Diferente dos laboratórios de Gattaca, a sala de criação atual é digital. Ferramentas de IA agora geram rostos perfeitos, vozes, corpos e até personalidades.


Pense em, uma influenciadora CGI com milhões de seguidores no Instagram e colaborações com Prada e Calvin Klein, apesar de não existir fisicamente. Ou em Aitana López, uma modelo espanhola criada por IA que ganha até US$11 mil por mês—sem nunca precisar comer, dormir ou envelhecer.


Aitana López
Aitana López

Esses não são apenas experimentos de marketing. São modelos de como a IA molda a identidade: infinitamente otimizados, algoritmicamente atraentes e livres das vulnerabilidades da vida real.


A promessa é sedutora: um “você” impecável, com mais tempo livre para viver, livre de fadiga, cicatrizes ou ansiedade social. O metaverso está aqui. E Assim como em Gattaca, onde a fragilidade humana de Vincent precisava ser escondida para acessar oportunidades, nossos "eus" digitais são “corrigidos” antes mesmo de entrarem no feed.


E o problema é este: quanto mais aperfeiçoamos essas identidades, mais perdemos algo profundamente humano: nossas imperfeições, nossa realidade corporificada e a identidade que surge da luta e da diferença.


O Olhar Algorítmico


A IA não apenas gera identidades idealizadas; ela nos ensina o que valorizar. O “olhar algorítmico” seleciona beleza e sucesso em padrões estreitos. Uma influenciadora de IA não acorda insegura ou resiste às normas de beleza: ela as incorpora.


E quando essa perfeição é multiplicada (por milhares de humanos digitais perfeitos e infinitamente produtivos), isso estabelece um novo padrão para todos.
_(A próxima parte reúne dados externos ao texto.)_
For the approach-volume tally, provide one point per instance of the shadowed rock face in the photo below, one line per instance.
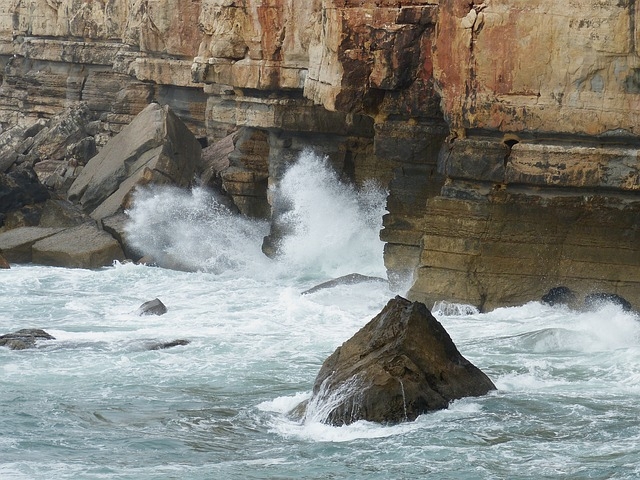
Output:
(23, 339)
(400, 365)
(506, 130)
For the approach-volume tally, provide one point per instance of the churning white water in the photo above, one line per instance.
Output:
(97, 403)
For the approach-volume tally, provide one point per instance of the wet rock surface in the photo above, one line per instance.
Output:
(23, 339)
(351, 279)
(400, 365)
(152, 307)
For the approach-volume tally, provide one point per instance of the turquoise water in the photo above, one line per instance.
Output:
(95, 403)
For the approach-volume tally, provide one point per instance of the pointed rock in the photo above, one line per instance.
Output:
(400, 365)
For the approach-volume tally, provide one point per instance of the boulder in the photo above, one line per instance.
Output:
(61, 213)
(400, 365)
(152, 307)
(597, 300)
(116, 225)
(156, 147)
(25, 338)
(351, 279)
(84, 246)
(559, 296)
(16, 244)
(20, 188)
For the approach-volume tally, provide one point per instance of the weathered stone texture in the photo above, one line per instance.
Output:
(488, 121)
(541, 66)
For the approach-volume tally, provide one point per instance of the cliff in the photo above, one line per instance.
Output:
(505, 131)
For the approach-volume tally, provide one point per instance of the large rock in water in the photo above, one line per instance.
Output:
(400, 365)
(156, 147)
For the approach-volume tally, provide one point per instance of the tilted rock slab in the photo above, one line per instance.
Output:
(400, 365)
(84, 246)
(156, 147)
Byung-Chul Han (2022) delimita a contemporaneidade como a era da infocracia, onde o excesso de informação corrói nossa capacidade de distinguir o que é real, confiável e valioso.

Neste mundo, a visibilidade torna-se verdade. Quanto mais perfeita e otimizada uma identidade parece, mais recompensada é—independentemente da sua existência ou autenticidade.
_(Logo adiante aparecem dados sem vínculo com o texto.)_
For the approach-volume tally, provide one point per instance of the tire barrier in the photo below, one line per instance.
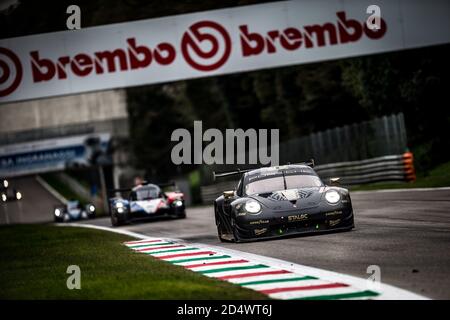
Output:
(389, 168)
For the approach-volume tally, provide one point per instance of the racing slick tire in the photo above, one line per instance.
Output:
(181, 215)
(59, 219)
(222, 231)
(236, 237)
(117, 221)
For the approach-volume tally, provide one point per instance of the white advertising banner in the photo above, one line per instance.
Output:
(213, 43)
(51, 154)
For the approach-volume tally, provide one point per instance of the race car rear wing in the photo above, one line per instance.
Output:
(229, 173)
(309, 163)
(161, 185)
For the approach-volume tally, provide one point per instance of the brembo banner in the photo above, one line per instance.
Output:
(212, 43)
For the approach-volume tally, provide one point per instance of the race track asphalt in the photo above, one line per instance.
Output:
(405, 233)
Em outras palavras, estamos vivendo dentro de uma versão algorítmica de Gattaca.


Mas desta vez, não é o DNA que nos divide em “válidos” e “inválidos”: são as métricas de engajamento, números de seguidores e favoritismo algorítmico. O eu é gamificado, medido e otimizado. Para sermos notados, performamos. Para performar, conformamos.


Nos Perdendo no Processo


O que perdemos? Perdemos autenticidade. Não a “autenticidade” cuidadosamente curada que as marcas adoram vender, mas a versão crua, caótica e vulnerável de nós mesmos. A voz humana falhando numa música. A risada nervosa. A pele imperfeita. O erro que nos faz ser uma pessoa real.


Quando a IA nos oferece um atalho para a perfeição, ela sutilmente nos diz que nunca somos suficientes como somos. E começamos a nos editar; apenas um filtro aqui, uma modificação de voz ali, uma foto do LinkedIn feita por IA. E então isso se torna a nova regra para aceitação social.


Já percebeu a constante necessidade de perfeição, mesmo no processo de escrita?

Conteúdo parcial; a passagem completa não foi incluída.